With the increasing digitization of economic and social transactions and the rapid growth of user-generated data, unprecedentedly large amounts of textual data are being generated, such as customer reviews on e-commerce platforms and discussions in online communities. However, to obtain real insights from such data, effective computational methods that leverage the power of big data analytics are needed. Rising to this challenge, HKUST’s Yi Yang and colleagues propose a novel approach to the most widely used of such methods—topic modeling.

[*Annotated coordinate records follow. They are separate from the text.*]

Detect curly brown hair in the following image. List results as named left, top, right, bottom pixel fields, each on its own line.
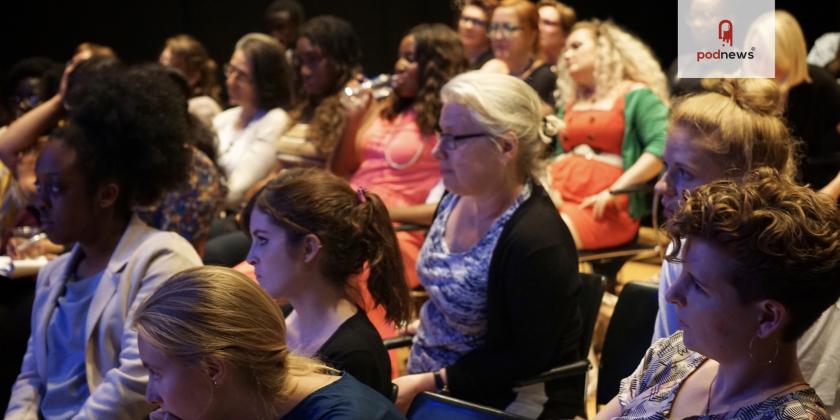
left=240, top=168, right=411, bottom=324
left=289, top=16, right=362, bottom=155
left=382, top=23, right=469, bottom=134
left=666, top=167, right=840, bottom=341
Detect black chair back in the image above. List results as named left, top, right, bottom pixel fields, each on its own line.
left=596, top=282, right=659, bottom=405
left=579, top=273, right=607, bottom=359
left=408, top=392, right=524, bottom=420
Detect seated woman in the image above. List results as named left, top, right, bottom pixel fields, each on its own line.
left=242, top=168, right=411, bottom=395
left=596, top=168, right=840, bottom=419
left=537, top=0, right=577, bottom=74
left=6, top=61, right=201, bottom=419
left=129, top=64, right=225, bottom=254
left=481, top=0, right=557, bottom=108
left=653, top=79, right=840, bottom=415
left=395, top=71, right=583, bottom=418
left=275, top=16, right=362, bottom=172
left=213, top=33, right=292, bottom=210
left=158, top=34, right=222, bottom=127
left=336, top=24, right=467, bottom=288
left=458, top=0, right=499, bottom=70
left=134, top=266, right=405, bottom=420
left=547, top=21, right=668, bottom=249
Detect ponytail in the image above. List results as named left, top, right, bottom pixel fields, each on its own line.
left=355, top=188, right=411, bottom=325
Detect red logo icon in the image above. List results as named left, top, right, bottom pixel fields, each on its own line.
left=718, top=19, right=732, bottom=47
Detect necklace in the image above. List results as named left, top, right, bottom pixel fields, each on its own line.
left=703, top=373, right=807, bottom=416
left=382, top=114, right=426, bottom=171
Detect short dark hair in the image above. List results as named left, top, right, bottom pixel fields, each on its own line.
left=666, top=167, right=840, bottom=341
left=236, top=33, right=292, bottom=109
left=51, top=68, right=190, bottom=213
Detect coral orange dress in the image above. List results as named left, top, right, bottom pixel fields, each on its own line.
left=548, top=95, right=639, bottom=249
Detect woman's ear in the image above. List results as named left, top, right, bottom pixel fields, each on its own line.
left=756, top=299, right=790, bottom=339
left=303, top=233, right=323, bottom=263
left=204, top=356, right=230, bottom=387
left=96, top=182, right=120, bottom=209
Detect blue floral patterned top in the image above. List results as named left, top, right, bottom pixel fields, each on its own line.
left=408, top=184, right=531, bottom=373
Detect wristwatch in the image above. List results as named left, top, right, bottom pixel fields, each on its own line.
left=432, top=369, right=449, bottom=394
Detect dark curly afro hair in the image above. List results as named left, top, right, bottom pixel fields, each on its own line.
left=51, top=64, right=190, bottom=212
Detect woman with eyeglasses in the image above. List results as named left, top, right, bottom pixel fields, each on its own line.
left=213, top=33, right=292, bottom=209
left=242, top=168, right=411, bottom=396
left=457, top=0, right=499, bottom=70
left=337, top=24, right=467, bottom=288
left=395, top=71, right=583, bottom=418
left=481, top=0, right=557, bottom=107
left=546, top=20, right=668, bottom=249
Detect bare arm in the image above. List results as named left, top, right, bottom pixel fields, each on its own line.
left=0, top=94, right=64, bottom=169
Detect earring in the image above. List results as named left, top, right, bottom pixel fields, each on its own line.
left=749, top=336, right=779, bottom=366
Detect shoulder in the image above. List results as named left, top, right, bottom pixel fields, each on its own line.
left=285, top=373, right=404, bottom=420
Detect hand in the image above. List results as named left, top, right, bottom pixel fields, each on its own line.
left=397, top=319, right=420, bottom=335
left=580, top=188, right=615, bottom=220
left=394, top=373, right=435, bottom=414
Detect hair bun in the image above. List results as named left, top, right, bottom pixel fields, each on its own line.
left=703, top=79, right=783, bottom=116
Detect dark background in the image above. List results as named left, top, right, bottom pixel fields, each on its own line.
left=0, top=0, right=840, bottom=94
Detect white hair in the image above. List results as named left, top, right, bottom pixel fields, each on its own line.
left=440, top=71, right=545, bottom=178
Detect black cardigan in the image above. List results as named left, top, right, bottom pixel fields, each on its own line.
left=446, top=185, right=582, bottom=414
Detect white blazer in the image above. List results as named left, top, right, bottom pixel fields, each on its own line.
left=6, top=216, right=201, bottom=420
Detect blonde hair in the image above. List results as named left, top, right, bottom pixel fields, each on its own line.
left=440, top=71, right=545, bottom=179
left=775, top=10, right=811, bottom=92
left=671, top=79, right=796, bottom=178
left=555, top=19, right=670, bottom=107
left=134, top=266, right=327, bottom=412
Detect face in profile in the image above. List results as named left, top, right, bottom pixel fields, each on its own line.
left=539, top=6, right=566, bottom=57
left=666, top=237, right=760, bottom=361
left=246, top=206, right=304, bottom=298
left=394, top=35, right=420, bottom=98
left=458, top=5, right=490, bottom=50
left=137, top=334, right=215, bottom=420
left=295, top=36, right=337, bottom=96
left=225, top=50, right=257, bottom=107
left=563, top=28, right=596, bottom=79
left=35, top=140, right=100, bottom=244
left=656, top=124, right=725, bottom=218
left=433, top=103, right=505, bottom=195
left=490, top=7, right=536, bottom=65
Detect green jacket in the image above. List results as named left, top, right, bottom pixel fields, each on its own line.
left=556, top=87, right=668, bottom=219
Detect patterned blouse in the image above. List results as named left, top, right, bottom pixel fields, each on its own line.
left=408, top=184, right=531, bottom=373
left=136, top=146, right=226, bottom=246
left=615, top=331, right=831, bottom=420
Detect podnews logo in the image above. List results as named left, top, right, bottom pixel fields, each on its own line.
left=697, top=19, right=755, bottom=62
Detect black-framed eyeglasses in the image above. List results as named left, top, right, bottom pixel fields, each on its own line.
left=487, top=22, right=522, bottom=38
left=460, top=16, right=487, bottom=28
left=437, top=131, right=495, bottom=152
left=224, top=63, right=252, bottom=83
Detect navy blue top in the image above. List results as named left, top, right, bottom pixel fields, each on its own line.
left=283, top=373, right=405, bottom=420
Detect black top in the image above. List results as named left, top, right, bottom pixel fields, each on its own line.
left=283, top=373, right=405, bottom=420
left=523, top=63, right=557, bottom=107
left=446, top=184, right=583, bottom=417
left=785, top=65, right=840, bottom=189
left=315, top=309, right=391, bottom=397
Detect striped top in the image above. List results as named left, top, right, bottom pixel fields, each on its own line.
left=615, top=331, right=831, bottom=420
left=408, top=184, right=531, bottom=373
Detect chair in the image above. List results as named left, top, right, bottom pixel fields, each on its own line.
left=596, top=282, right=659, bottom=405
left=408, top=392, right=525, bottom=420
left=578, top=183, right=663, bottom=293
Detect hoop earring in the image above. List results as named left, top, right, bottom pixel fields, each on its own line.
left=749, top=336, right=779, bottom=366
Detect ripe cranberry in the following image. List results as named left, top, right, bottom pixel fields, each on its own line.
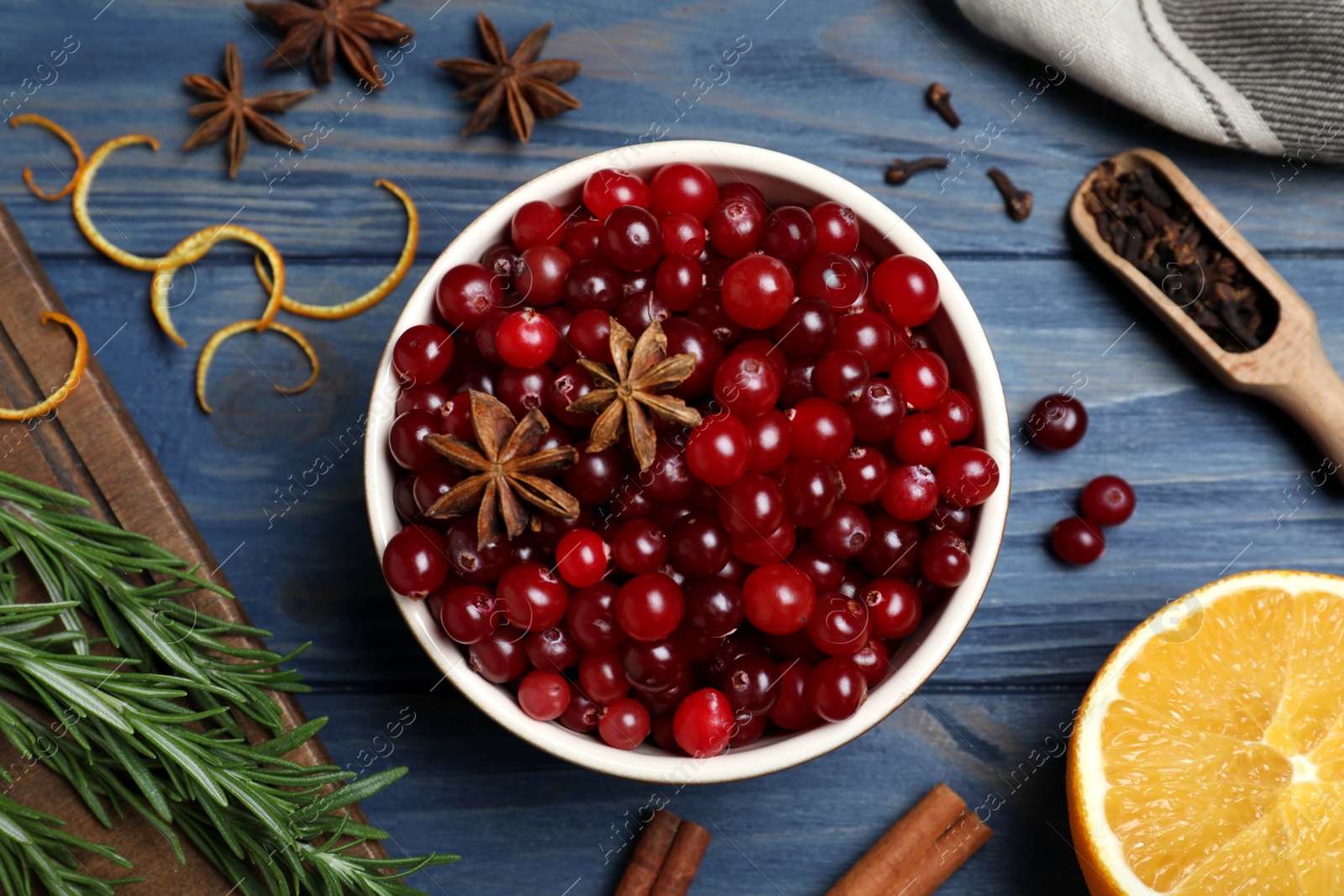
left=602, top=206, right=663, bottom=271
left=654, top=255, right=704, bottom=312
left=1082, top=475, right=1134, bottom=525
left=1050, top=516, right=1106, bottom=565
left=774, top=298, right=837, bottom=361
left=445, top=516, right=511, bottom=584
left=438, top=584, right=500, bottom=643
left=882, top=464, right=938, bottom=522
left=782, top=459, right=844, bottom=528
left=845, top=378, right=906, bottom=442
left=688, top=415, right=751, bottom=486
left=714, top=351, right=784, bottom=421
left=495, top=309, right=559, bottom=367
left=612, top=520, right=668, bottom=574
left=798, top=253, right=867, bottom=312
left=704, top=199, right=766, bottom=258
left=742, top=563, right=817, bottom=634
left=559, top=220, right=602, bottom=263
left=719, top=473, right=784, bottom=542
left=748, top=407, right=793, bottom=473
left=1026, top=394, right=1087, bottom=451
left=555, top=529, right=607, bottom=589
left=670, top=511, right=732, bottom=576
left=583, top=168, right=649, bottom=220
left=562, top=439, right=625, bottom=504
left=858, top=578, right=923, bottom=638
left=808, top=202, right=858, bottom=255
left=894, top=411, right=950, bottom=466
left=936, top=445, right=999, bottom=506
left=761, top=206, right=817, bottom=267
left=836, top=445, right=890, bottom=506
left=659, top=211, right=708, bottom=262
left=770, top=659, right=822, bottom=731
left=672, top=688, right=732, bottom=759
left=649, top=161, right=719, bottom=222
left=387, top=411, right=442, bottom=470
left=434, top=265, right=504, bottom=331
left=392, top=324, right=453, bottom=385
left=596, top=697, right=649, bottom=750
left=919, top=529, right=970, bottom=589
left=785, top=398, right=853, bottom=462
left=683, top=575, right=746, bottom=639
left=891, top=348, right=948, bottom=411
left=802, top=657, right=869, bottom=721
left=722, top=255, right=793, bottom=329
left=831, top=312, right=905, bottom=374
left=564, top=582, right=625, bottom=652
left=858, top=513, right=921, bottom=578
left=513, top=244, right=574, bottom=307
left=663, top=317, right=723, bottom=399
left=517, top=669, right=570, bottom=721
left=811, top=348, right=869, bottom=401
left=495, top=563, right=570, bottom=631
left=466, top=626, right=527, bottom=685
left=811, top=501, right=872, bottom=560
left=872, top=255, right=938, bottom=327
left=736, top=521, right=798, bottom=575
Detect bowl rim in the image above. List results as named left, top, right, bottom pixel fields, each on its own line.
left=365, top=139, right=1012, bottom=786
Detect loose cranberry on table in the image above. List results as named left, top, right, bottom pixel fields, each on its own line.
left=1026, top=394, right=1087, bottom=451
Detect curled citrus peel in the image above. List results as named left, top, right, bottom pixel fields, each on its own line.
left=253, top=179, right=419, bottom=321
left=150, top=224, right=285, bottom=348
left=9, top=112, right=85, bottom=203
left=0, top=312, right=89, bottom=421
left=197, top=320, right=321, bottom=414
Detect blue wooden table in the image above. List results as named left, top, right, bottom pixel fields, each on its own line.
left=0, top=0, right=1344, bottom=896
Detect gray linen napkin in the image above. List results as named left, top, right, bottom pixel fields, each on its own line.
left=957, top=0, right=1344, bottom=170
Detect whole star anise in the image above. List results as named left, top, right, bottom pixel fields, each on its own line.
left=434, top=12, right=583, bottom=143
left=425, top=390, right=580, bottom=548
left=181, top=43, right=313, bottom=177
left=246, top=0, right=415, bottom=90
left=570, top=317, right=701, bottom=470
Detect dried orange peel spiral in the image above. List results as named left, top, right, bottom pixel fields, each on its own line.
left=150, top=224, right=285, bottom=348
left=197, top=320, right=321, bottom=414
left=253, top=179, right=419, bottom=321
left=0, top=312, right=89, bottom=421
left=9, top=112, right=85, bottom=203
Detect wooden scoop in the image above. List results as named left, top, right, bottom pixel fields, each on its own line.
left=1068, top=149, right=1344, bottom=473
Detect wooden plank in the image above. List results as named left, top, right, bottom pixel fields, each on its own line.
left=0, top=206, right=383, bottom=893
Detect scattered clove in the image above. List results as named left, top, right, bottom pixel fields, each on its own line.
left=985, top=168, right=1032, bottom=220
left=925, top=81, right=961, bottom=128
left=887, top=156, right=948, bottom=186
left=1084, top=160, right=1278, bottom=352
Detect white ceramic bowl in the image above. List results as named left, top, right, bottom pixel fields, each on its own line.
left=365, top=139, right=1011, bottom=784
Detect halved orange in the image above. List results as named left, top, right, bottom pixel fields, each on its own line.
left=1067, top=571, right=1344, bottom=896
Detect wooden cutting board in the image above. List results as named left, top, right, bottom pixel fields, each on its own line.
left=0, top=204, right=386, bottom=896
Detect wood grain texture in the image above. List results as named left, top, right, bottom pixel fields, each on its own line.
left=0, top=0, right=1344, bottom=896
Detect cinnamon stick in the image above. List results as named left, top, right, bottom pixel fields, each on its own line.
left=649, top=820, right=710, bottom=896
left=827, top=784, right=993, bottom=896
left=616, top=809, right=683, bottom=896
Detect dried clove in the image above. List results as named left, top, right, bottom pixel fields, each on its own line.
left=1084, top=160, right=1278, bottom=352
left=887, top=156, right=948, bottom=186
left=925, top=81, right=961, bottom=128
left=985, top=168, right=1037, bottom=223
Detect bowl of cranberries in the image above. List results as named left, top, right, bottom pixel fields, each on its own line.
left=365, top=141, right=1011, bottom=783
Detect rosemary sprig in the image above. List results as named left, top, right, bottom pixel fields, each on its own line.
left=0, top=473, right=457, bottom=896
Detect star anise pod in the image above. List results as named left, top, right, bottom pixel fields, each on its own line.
left=434, top=12, right=583, bottom=143
left=181, top=43, right=313, bottom=177
left=425, top=390, right=580, bottom=548
left=246, top=0, right=415, bottom=90
left=570, top=317, right=701, bottom=470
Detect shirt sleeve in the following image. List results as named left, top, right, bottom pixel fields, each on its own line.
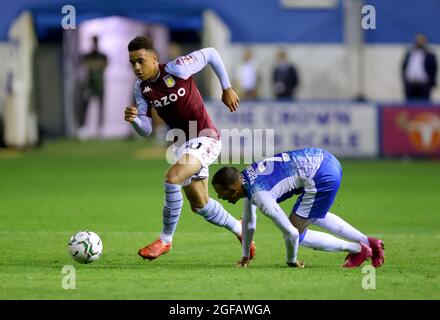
left=131, top=81, right=153, bottom=137
left=165, top=48, right=231, bottom=89
left=252, top=191, right=299, bottom=263
left=242, top=198, right=257, bottom=257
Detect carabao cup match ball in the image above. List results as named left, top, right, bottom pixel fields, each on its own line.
left=68, top=230, right=102, bottom=263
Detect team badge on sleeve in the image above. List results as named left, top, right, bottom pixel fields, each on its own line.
left=163, top=74, right=176, bottom=88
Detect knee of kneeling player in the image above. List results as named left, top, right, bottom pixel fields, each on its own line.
left=284, top=228, right=299, bottom=239
left=191, top=199, right=208, bottom=213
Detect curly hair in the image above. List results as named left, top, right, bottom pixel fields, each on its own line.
left=211, top=167, right=240, bottom=188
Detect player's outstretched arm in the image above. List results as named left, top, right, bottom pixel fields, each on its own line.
left=222, top=87, right=240, bottom=112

“Topic modeling has become the dominant tool used by information systems (IS) and business discipline researchers to explore and extract insights from textual data,” note the authors. Topic modeling methods are “powerful tools for analyzing massive amounts of textual data.” However, they are not without limitations. “Traditional statistical topic models are unsupervised and are trained using only textual data,” say the authors. This is a problem because many real-world platforms also include useful auxiliary metadata, such as numerical ratings that accompany textual reviews on online e-commerce platforms.
Unsupervised topic models ignore such data. As a result, the authors say, “the identified topics and variables derived based on the learned topic model may not be accurate, which could lead to incorrect estimations that affect subsequent empirical analysis and to inferior performance on predictive tasks.”
Such auxiliary metadata are challenging to include using Bayesian-based topic modeling approaches, the authors point out. Doing so requires the data generation process to be explicitly defined, which “limits the generalizability of the resulting model with regard to capturing complex semantic relationships in text collection.” This may result in poor model fit.
To overcome these challenges, the authors propose “a novel deep-learning-based neural topic modeling method that leverages the useful auxiliary metadata associated with the text.” This innovative approach, known as supervised deep topic modeling (sDTM), combines unsupervised neural topic modeling and supervised recurrent neural networks in a single framework, thus achieving the benefits of both supervised deep learning and unsupervised topic modeling.
The researchers then demonstrate the effectiveness of sDTM for high-quality topic modeling by conducting empirical case studies and predictive analytics using online consumer review data and online knowledge community data. “Not only can the approach alleviate concerns about measurement errors caused by using inaccurate machine learning models in empirical analysis,” they say, “but our supervised model greatly improves prediction accuracy in predictive analytics.”
This novel approach will prove useful not only to information systems researchers but also in other business disciplines, such as finance and accounting. For example, the researchers say, sDTM can effectively analyze topical information in corporate disclosures such as 10-K and earnings conference call transcripts, which are often extremely lengthy.
sDTM may also benefit practitioners, the authors note. It is a “plug-and-play” tool, requiring no significant changes to be made to text analysis pipelines. The authors have also made sDTM open-source to maximize its reach and accessibility. “We hope our development of a high-quality supervised deep topic modeling approach can help IS and business discipline scholars and business practitioners to harness the power of machine learning methods in understanding and gaining insights from unstructured text data,” they conclude.